SWISS BLACK FOREST CAKE
Adapted from The Cake Bible
- 1 recipe Brandied Burgundy Cherries, (recipe follows), well drained and the syrup reserved
- ¼ cup kirsch or brandy
- ½ recipe Moist Chocolate Génoise (or if, like me, you want a taller cake then don't half the recipe and use the full recipe)
- 1 recipe Real Old Fashioned Whipped Cream
- Fresh cherries and chocolate flakes for decorating
- 8 oz bittersweet chocolate
- 1 liquid cup boiling water
- 8 large eggs
- 1 cup sugar
- 1½ cups sifted cake flour (In case using all-purpose flour, 1¼ cup AP flour and ¼ cup corn flour)
- 1 cup pitted cherries
- ¾ cup water
- ½ cup sugar
- About ¼ cup Kirsch
- 3 liquid cups heavy cream
- ¾ cup unsalted butter, softened
- 1½ tsp vanilla
- 3 tbsp sugar, (can add more, if desired)
- Preheat the oven to 350°F. Prepare twp 9-inch by 2-inch cake pans or 9-inch springform pans, greased, bottoms lined with parchment, and then greased and floured.
- In a heavy saucepan bring the chocolate and water to a boil over low heat, stirring constantly. Simmer, stirring, for 5 minutes or until the chocolate thickens to a pudding like consistency. (It will fall from the spoon and pool slightly before disappearing.) Cool completely.
- In a large mixing bowl, beat the eggs and sugar with the whisk beater on high speed for 5 minutes or until triple in volume. (If using a hand beater, it will take about 10 minutes).
- Sift ½ the flour over the egg mixture and fold it in gently but rapidly with a slotted skimmer or large rubber spatula until some flour has disappeared. Repeat with the remaining flour until all flour has disappeared. My mom says its better to sift 2-3 tbsp at a time. This ensures that you dont have to mix it too much to incorporate the flour.
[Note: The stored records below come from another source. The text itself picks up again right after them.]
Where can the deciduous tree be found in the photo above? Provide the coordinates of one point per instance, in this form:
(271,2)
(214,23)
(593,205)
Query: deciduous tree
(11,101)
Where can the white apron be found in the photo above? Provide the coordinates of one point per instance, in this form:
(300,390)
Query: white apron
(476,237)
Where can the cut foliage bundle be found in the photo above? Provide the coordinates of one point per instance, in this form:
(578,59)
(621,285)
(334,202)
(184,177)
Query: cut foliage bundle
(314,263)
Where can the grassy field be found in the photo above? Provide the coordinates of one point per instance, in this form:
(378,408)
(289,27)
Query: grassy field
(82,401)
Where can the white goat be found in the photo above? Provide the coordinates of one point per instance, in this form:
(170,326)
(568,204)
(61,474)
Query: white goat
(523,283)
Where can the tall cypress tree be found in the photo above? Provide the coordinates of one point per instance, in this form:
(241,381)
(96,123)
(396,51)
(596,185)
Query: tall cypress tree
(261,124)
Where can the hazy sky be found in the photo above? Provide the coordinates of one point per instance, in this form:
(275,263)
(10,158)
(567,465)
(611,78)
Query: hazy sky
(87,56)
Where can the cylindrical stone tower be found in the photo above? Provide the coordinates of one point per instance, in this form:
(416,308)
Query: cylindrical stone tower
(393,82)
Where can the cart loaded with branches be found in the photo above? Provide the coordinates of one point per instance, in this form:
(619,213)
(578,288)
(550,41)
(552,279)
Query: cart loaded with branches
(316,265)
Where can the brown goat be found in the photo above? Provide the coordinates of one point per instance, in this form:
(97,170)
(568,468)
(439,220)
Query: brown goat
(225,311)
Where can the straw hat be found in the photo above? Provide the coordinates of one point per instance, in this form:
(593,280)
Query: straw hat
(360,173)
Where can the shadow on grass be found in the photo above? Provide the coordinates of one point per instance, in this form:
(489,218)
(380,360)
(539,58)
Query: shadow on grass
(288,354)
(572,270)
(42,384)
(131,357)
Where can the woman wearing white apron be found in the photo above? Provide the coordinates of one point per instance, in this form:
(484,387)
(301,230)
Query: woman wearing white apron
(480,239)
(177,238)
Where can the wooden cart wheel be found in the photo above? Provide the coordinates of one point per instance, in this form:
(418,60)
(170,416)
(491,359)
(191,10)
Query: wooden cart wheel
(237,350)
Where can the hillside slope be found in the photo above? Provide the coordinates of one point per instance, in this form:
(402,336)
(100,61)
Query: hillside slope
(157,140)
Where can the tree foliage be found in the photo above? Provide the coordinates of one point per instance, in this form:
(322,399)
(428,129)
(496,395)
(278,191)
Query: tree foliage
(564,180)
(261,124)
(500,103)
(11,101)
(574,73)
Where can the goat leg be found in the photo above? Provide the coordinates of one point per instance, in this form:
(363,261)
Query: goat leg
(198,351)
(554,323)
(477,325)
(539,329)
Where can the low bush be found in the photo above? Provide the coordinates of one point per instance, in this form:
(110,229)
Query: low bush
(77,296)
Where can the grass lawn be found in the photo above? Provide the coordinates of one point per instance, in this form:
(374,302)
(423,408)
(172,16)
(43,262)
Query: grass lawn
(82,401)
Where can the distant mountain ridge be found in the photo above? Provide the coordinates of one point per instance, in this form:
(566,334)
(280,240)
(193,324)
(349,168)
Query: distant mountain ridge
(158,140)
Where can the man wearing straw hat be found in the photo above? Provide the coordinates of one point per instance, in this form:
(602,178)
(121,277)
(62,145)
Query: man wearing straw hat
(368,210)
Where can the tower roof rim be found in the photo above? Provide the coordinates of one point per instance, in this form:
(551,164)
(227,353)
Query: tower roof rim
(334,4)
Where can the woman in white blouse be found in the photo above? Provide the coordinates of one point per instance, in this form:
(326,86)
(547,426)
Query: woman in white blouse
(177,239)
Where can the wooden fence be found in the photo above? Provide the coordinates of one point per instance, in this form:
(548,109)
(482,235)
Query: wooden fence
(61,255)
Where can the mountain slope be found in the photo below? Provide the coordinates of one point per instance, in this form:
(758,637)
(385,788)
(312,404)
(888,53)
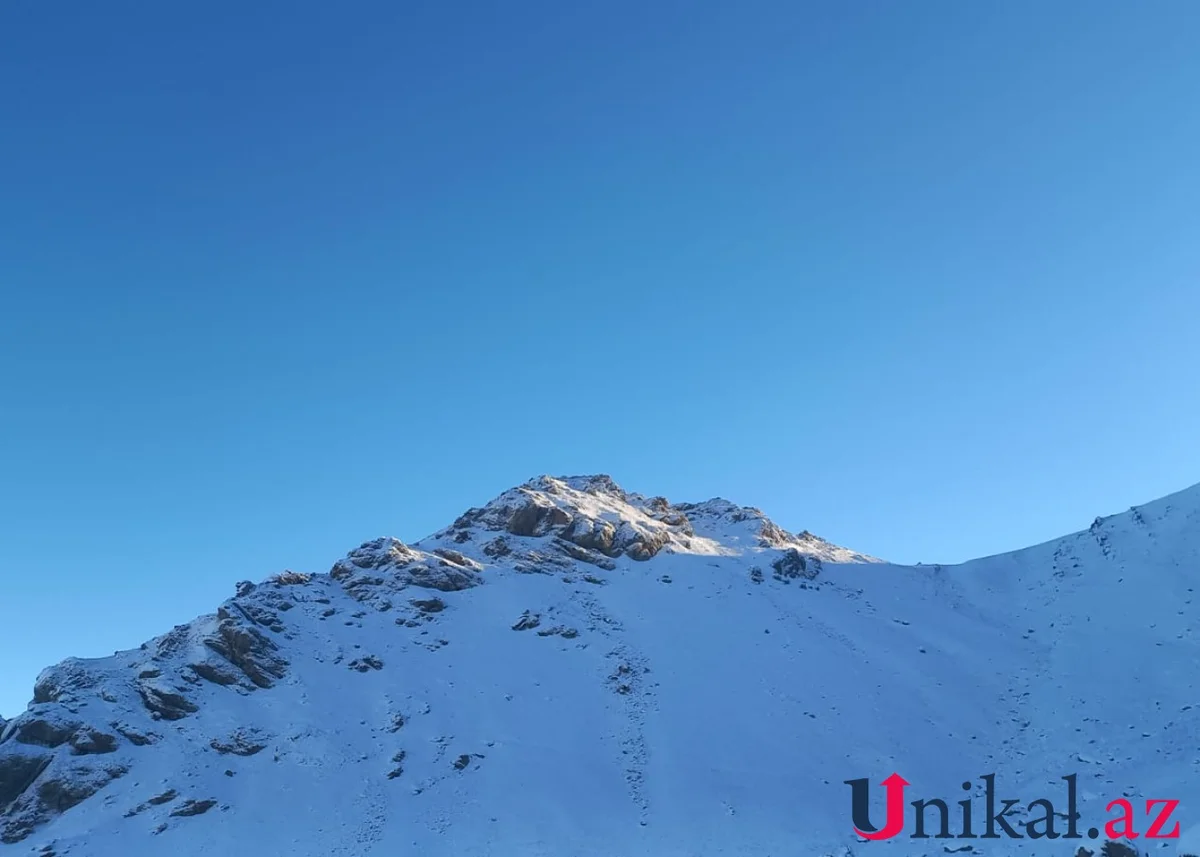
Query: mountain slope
(576,670)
- Take about 1 cup of the batter and fold it to loosen the mixture and then add it to the rest of the beaten egg-flour mixture. Fold in the chocolate mixture until incorporated.
- Pour immediately into the prepared pans (they will be about ⅔ full) and bake 30 to 35 minutes or until a tester inserted in the centers enters as easily as it does when inserted closer to the sides. Avoid opening the oven door before the minimum time or the cakes could fall. (It takes about 25 min in my oven, so check for doneness after 20 minutes)
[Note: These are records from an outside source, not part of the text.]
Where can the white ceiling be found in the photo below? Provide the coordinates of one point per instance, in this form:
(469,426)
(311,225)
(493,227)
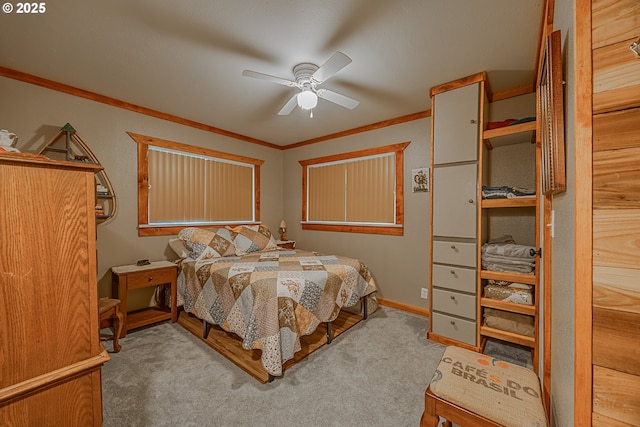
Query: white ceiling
(186,57)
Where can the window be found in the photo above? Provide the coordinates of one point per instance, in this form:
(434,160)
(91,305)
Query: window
(181,185)
(360,191)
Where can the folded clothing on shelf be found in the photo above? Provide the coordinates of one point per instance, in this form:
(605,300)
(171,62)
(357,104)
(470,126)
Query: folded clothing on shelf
(520,324)
(516,293)
(505,255)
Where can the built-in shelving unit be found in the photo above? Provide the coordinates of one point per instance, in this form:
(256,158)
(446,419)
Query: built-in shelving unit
(494,139)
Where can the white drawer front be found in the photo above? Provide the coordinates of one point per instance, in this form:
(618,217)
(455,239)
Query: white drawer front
(454,328)
(454,201)
(456,278)
(454,303)
(455,253)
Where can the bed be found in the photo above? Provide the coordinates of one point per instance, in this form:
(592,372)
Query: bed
(240,280)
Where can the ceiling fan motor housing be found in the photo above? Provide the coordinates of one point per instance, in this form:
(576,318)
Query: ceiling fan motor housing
(304,75)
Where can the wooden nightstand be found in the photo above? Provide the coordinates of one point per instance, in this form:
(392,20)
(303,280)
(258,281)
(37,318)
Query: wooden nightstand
(128,277)
(286,244)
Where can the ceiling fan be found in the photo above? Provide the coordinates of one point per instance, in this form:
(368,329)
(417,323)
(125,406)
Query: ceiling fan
(307,78)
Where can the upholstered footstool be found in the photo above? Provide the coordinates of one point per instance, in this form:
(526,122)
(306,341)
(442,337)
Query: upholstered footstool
(476,390)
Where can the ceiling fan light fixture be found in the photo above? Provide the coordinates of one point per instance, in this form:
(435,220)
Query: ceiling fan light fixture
(307,100)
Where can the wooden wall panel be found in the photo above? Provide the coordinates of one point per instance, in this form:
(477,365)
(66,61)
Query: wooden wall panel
(613,331)
(616,130)
(616,179)
(617,288)
(615,78)
(616,238)
(625,14)
(600,420)
(615,395)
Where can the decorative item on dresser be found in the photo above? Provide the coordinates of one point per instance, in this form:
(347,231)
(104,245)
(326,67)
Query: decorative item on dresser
(144,275)
(283,230)
(49,335)
(286,244)
(76,150)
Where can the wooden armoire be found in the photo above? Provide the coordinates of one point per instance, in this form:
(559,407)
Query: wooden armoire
(50,352)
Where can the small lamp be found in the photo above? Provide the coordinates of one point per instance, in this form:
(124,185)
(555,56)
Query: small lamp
(283,231)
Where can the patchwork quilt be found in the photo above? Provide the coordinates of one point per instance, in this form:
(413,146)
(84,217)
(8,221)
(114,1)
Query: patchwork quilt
(271,299)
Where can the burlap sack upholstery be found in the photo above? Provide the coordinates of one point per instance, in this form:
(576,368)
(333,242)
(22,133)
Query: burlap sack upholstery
(502,392)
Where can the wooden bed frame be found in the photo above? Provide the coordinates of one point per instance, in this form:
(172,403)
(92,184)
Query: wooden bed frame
(229,344)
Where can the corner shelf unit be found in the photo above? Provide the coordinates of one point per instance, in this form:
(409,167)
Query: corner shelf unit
(75,149)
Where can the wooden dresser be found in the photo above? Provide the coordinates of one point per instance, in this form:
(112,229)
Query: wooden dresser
(50,352)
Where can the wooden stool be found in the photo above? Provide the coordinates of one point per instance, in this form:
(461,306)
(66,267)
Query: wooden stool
(109,310)
(473,389)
- Loosen the sides and unmold at once onto lightly greased racks. Reinvert to cool. The cake can be kept at room temperature for 2 days, 5 days refrigerated, 2 months frozen.
- Simmer 1 cup pitted cherries with ¾ cup water in a covered saucepan for ten minutes or until easily pierced with a cake tester. remove the cherries with a slotted spoon to a pint jar and add the kirsch or brandy. Add ½ cup sugar to the liquid in the pan and bring to a boil, stirring constantly. Reduce to ¼ to ⅓ cup and pour over the cherries. Cover tightly and swirl to mix. Add enough liqueur to reach almost to the top of the jar. Brandied cherries are flavorful after only 12 hours but the longer they stand, the more mellow they become.
- Refrigerate the mixing bowl and beater for at least 15 minutes.
- In a small saucepan melt together ¾ cup cream and the butter, stirring constantly until the butter is fully melted. Pour into a small heatproof measuring cup and cool to room temperature. Add vanilla.
- In the chilled mixing bowl beat the remaining cream and sugar just until traces of beater marks begin to show distinctly. Add the butter mixture on low speed in a steady stream, beating constantly. Beat until stiff peaks just form when the beater is raised. (Whipped cream is smoothest when the butter mixture is added gradually.) The whipped cream can be stored 2 to 3 days refrigerated.
- Split the chocolate génoise horizontally to get 4 layers. Sprinkle each side of the cake layers with the reserved cherry syrup. Cut the cherries in half.
- Reserve 2 cups whipped cream for the top of the cake and the rosettes.
- Place 1 cake layer in the bottom of the serving platter. Top with ⅓ of the remaining whipped cream. Poke the cherries into the whipped cream. Repeat with the remaining 3 layers.
- Put about ½ a cup of cream in a piping bag to make rosettes on top if desired. Frost the top and sides of the cake with the remaining cream. Cover the sides with grated dark chocolate. Pipe rosettes on top, sprinkle chocolate flakes in the center, and place cherries on the rosettes. Refrigerate for at least 4 hours for all the flavors to develop.